By Andy Mitchell
One of my favorite features of Poetry, the magazine, is that it showcases poems of recently deceased poets whose work has appeared in past issues. On the insides of the front and back covers, in white script on colored paper, one of each departed poet’s works is reprinted from a former issue. In some cases the featured poem is recent; other times it might be decades-old. In either case the poem is usually relevant to the author’s passing. In the May 2013 issue, David Hernández is remembered with just two of his own lines: “Faith is a stray pet that will somehow/find you again.”
Words of the dead take on more significance than they did while the writers were still alive. Knowing the writer will not write another word imbues those he or she has written with a heightened importance and poignancy. Their words are all that is left of them.
I think that’s why dead writers attain elevated statures after they’re gone. Plus, they’re no longer around to demystify their legends. The accumulation of all their deeds and misdeeds have been etched into erected stone bearing their names. As soon as their bodies have gone cold their reality begins to morph into myth. They are no longer here to keep it real. In other words, we remember what we want of their disposable acts, and throw the rest away.
But their words cannot be dismissed. They outlive their actions. Words are their eternal hereafter. And they are likewise for those about whom they wrote. Consider none other than Shakespeare’s thoughts on this very matter. Undoubtedly you will recognize the first two lines of his famous Sonnet 18. “Shall I compare thee to a summer’s day?/Thou art more lovely and more temperate.” But what about the last two lines? “So long as men can breathe or eyes can see,/So long lives this, and this gives life to thee.” Sonnet 55 begins, “Not marble nor the gilded monuments/Of princes shall outlive this powerful rhyme…” Quite a boast. But, hey, it’s freakin’ Shakespeare, not just some guy that posts his poetry on Facebook. What’s more, he was dead right. This very powerful rhyme has outlived quite a lot of things in 400 years(!)

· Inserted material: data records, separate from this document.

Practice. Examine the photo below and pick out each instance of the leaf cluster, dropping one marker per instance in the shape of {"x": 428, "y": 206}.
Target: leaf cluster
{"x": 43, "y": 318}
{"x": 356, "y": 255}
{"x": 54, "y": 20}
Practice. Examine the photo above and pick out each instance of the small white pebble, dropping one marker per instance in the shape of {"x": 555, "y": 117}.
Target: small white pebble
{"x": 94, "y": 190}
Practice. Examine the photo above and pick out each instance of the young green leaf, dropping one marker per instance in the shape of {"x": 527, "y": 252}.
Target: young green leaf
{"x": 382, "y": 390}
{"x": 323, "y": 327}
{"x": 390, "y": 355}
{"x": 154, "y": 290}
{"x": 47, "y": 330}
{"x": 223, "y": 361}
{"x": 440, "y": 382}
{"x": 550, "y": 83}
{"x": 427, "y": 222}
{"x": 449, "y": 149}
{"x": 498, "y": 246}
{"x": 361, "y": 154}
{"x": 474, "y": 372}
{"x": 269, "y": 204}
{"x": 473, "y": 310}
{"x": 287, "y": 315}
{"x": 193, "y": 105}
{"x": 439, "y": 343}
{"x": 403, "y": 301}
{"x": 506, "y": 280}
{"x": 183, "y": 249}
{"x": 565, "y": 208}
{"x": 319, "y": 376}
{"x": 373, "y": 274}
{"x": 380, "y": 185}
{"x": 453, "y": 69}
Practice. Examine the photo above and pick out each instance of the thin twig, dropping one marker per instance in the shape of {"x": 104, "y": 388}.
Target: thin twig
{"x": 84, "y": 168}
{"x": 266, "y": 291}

But you don’t have to hail from Stratford-upon-Avon in order for your words to live on. You just have to write them down. Perhaps that’s why I’ve written so much about my dad and mother-in-law. It’s my way of keeping them alive, if only on the page. Each word clarifies a memory, bringing it into focus. I wrote somewhere in one of my laments for Didi (Jenn’s mom) that cemeteries provide a place to concentrate the spirit. Sounds a bit hooey, but if you know me, you know I don’t do hooey. What I mean is that a grave site is a place of dust and bone. That’s really all that’s there, beyond the stones and the nicely maintained grass. But it’s where we go to remember, to honor, to “pay our respects.” I also go to a blank white page to remember, to honor. But I don’t take flowers to pay my respects. I take my pen.